NON-DISCLOSURE

Couples petitioning the Royal Court to assist in resolving financial disputes arising on divorce, dissolution of civil partnerships or separation are required to complete detailed financial statements, sworn on oath, about their respective financial positions. The statement gives a clear and unequivocal warning about the consequences of omitting to give full and accurate disclosure; court orders following materially incomplete statements, whether omissions are deliberately or negligently made, can be set aside. Untruthful statements can lead to criminal proceedings for perjury and ultimately imprisonment. Yet the courts, both in Jersey and England and Wales, are routinely asked to reconsider orders, years after they are made, on the basis of non-disclosure. 

The Supreme Court of England and Wales (“UKSC”) recently handed down judgment in the matter of Sharland v Sharland [2015] UKSC 60, in which a wife complained that her husband had deliberately withheld from her and the Court potential plans for an IPO of shares in the successful software business in which he held a substantial shareholding. As it happens, by the time of the Supreme Court hearing, no IPO had, in fact, taken place. But it was established that Mr Sharland had lied at time of the hearing, on oath, about the company’s plans.

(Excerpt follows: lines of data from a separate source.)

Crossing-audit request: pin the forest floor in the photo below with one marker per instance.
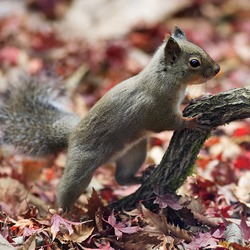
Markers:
(92, 46)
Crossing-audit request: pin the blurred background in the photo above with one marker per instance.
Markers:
(94, 44)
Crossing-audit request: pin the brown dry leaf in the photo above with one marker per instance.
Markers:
(4, 244)
(140, 241)
(94, 204)
(205, 220)
(179, 233)
(29, 244)
(80, 234)
(157, 224)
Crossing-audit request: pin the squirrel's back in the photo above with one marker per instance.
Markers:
(31, 119)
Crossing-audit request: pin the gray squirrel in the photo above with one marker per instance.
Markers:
(117, 126)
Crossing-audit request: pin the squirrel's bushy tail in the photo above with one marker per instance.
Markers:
(31, 119)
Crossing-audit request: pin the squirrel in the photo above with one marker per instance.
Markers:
(116, 128)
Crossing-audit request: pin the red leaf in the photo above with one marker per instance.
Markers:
(168, 200)
(10, 55)
(57, 222)
(245, 229)
(121, 227)
(243, 161)
(201, 241)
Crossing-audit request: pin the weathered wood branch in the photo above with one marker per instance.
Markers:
(178, 161)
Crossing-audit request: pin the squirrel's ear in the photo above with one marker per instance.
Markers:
(178, 33)
(172, 50)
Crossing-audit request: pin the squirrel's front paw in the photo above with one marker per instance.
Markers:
(202, 97)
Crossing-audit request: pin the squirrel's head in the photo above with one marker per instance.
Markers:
(187, 60)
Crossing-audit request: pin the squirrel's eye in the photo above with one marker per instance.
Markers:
(194, 63)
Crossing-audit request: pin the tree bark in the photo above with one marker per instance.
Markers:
(179, 159)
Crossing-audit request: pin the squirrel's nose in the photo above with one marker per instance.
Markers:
(217, 69)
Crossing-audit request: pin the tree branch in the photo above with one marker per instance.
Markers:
(178, 161)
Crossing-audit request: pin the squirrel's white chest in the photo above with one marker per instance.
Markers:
(183, 93)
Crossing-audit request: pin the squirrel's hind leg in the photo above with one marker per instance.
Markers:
(129, 163)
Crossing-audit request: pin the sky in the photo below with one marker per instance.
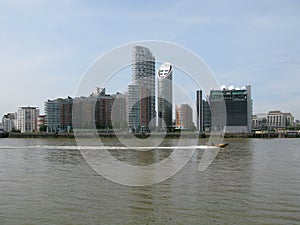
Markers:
(47, 46)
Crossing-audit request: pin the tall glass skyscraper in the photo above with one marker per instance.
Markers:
(141, 93)
(165, 89)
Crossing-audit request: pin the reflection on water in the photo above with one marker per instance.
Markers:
(250, 182)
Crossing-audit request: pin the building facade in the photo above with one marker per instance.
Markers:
(184, 116)
(9, 122)
(277, 119)
(231, 109)
(141, 93)
(165, 96)
(58, 114)
(27, 119)
(41, 121)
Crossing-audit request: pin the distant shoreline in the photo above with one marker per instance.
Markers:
(127, 135)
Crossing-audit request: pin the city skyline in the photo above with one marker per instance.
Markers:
(46, 51)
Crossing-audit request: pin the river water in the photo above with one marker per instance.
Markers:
(251, 181)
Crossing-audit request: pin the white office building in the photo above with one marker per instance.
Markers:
(27, 119)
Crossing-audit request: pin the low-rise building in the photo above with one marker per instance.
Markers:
(184, 116)
(27, 119)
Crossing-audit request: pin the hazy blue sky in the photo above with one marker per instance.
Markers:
(46, 46)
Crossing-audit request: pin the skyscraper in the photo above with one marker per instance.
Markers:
(199, 110)
(165, 89)
(141, 93)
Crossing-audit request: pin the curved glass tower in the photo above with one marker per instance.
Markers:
(141, 93)
(165, 89)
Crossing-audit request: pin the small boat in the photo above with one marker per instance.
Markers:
(222, 145)
(3, 134)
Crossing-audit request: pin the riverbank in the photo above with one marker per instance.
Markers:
(172, 135)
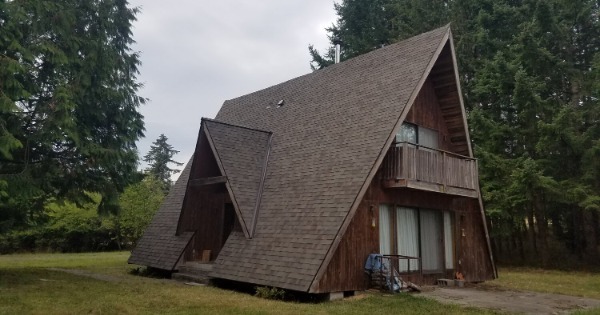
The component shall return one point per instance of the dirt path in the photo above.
(512, 301)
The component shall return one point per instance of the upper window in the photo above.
(418, 135)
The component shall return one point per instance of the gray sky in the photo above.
(196, 54)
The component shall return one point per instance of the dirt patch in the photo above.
(512, 301)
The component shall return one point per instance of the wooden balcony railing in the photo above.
(419, 167)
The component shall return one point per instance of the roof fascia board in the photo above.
(227, 184)
(187, 185)
(261, 187)
(459, 91)
(338, 238)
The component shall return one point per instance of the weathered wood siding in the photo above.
(426, 112)
(346, 269)
(203, 207)
(345, 272)
(471, 247)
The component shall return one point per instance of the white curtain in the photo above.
(407, 237)
(448, 240)
(385, 238)
(407, 133)
(431, 240)
(428, 137)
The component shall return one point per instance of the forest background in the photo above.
(530, 73)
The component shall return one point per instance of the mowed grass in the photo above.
(576, 283)
(28, 287)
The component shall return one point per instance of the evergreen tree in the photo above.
(159, 157)
(69, 115)
(529, 72)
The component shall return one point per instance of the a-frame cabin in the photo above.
(295, 185)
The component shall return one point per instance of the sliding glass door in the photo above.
(414, 232)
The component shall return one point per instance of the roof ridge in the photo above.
(345, 62)
(233, 125)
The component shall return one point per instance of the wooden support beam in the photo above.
(208, 181)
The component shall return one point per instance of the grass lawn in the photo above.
(575, 283)
(28, 287)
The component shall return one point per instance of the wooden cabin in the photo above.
(295, 185)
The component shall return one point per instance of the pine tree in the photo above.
(159, 157)
(69, 115)
(529, 72)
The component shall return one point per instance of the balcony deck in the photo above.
(418, 167)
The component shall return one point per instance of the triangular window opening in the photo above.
(208, 210)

The Court of Appeal dismissed the wife’s appeal, concluding that as the IPO had not taken place, the order that the parties had eventually agreed, part way through the hearing, should stand. The absence of full and frank disclosure did not materially affect the outcome.

The UKSC disagreed. Previous authority which had focussed on whether the lack of candour and disclosure was material to the decision or agreement made was still relevant but, as Lady Hale explains, in a case like Sharland where the husband was guilty of fraudulent non-disclosure, the burden of proof is on the perpetrator of the fraud to demonstrate that the absence of material disclosure would not have made any difference to the agreement reached or order made. The case was remitted to the Family Division to be heard again.

INADEQUATE DISCLOSURE

The decision echoes earlier UKSC authority on inadequate disclosure. In Prest v Petrodel Resources Ltd [2013] UKSC 34, the Supreme Court warned that adverse inferences would be drawn from gaps in evidence that a spouse would be expected to adduce, with Lord Sumption reminding recalcitrant spouses that courts would “take notice of the inherent probabilities when deciding what an uncommunicative husband is likely to be concealing”. 

APPLICATION IN THE ROYAL COURT

In the Sharland judgment, the UKSC held that:

“matrimonial cases were different from ordinary civil cases in that the binding effect of a settlement embodied in a consent order stems from the court’s order and not from the prior agreement of the parties…in family proceedings there is always a duty of full and frank disclosure, whereas in civil proceedings this is not universal”.

Carey Olsen consider that these conclusions reflect the Jersey customary law position that an absence of full and frank disclosure can vitiate a party’s agreement to any order intended to compromise a claim. Transparency and full disclosure are pre-requisites as much to compromises of family financial disputes and pre-nuptial agreements as to commercial contracts.

DISPOSAL OF ASSETS TO DEFEAT CLAIMS

However, the duty of matrimonial disclosure necessarily extends above and beyond disclosure in a commercial or civil claim, because all assets held by either party to a family dispute may form part of the marital acquest. Accordingly, the Royal Court requires parties to give disclosure of significant changes in assets or income in the twelve months prior to contested financial proceedings and it is not uncommon for parties to be asked to explain how and why assets have been dissipated long before proceedings were contemplated or commenced.

However, unlike England and Wales, the Royal Court’s statutory power to set aside transactions intended to defeat a claim under the Matrimonial Causes Law 1949 ( the “Law”) has been fettered. As identified by Commissioner Blair QC in the recent Royal Court decision of In the Matter of L [2015] JRC119, there is “a lacuna in Jersey’s law of ancillary relief” because the Royal Court has no statutory power to set aside a disposal by a non-compliant spouse or civil partner determined to put assets beyond the reach of his or her estranged partner.

That gap may be about to be filled. As we reported in an earlier briefing note, the Jersey Law Commission has been considering a wholesale amendment of the Law which will include the grant of statutory powers additional to those forming part of the Royal Court’s inherent tracing and injunctive jurisdiction; one conclusion of the October 2015 report is that the new law should include a power for the Royal Court to “set aside such a disposition. This would simplify matters and would act as a deterrent to unscrupulous spouses tempted to try to defeat claims”. 

CONCLUSION

The risks run by a spouse determined to conceal his or her financial position are great: the consequences may be serious in terms of imprisonment, adverse inferences being drawn and adverse costs orders made. If the States adopt the Jersey Law Commission’s proposal, the Royal Court will also have power to unpick transactions which are intended to put assets out of reach. There may, simply put, be no safe place to hide.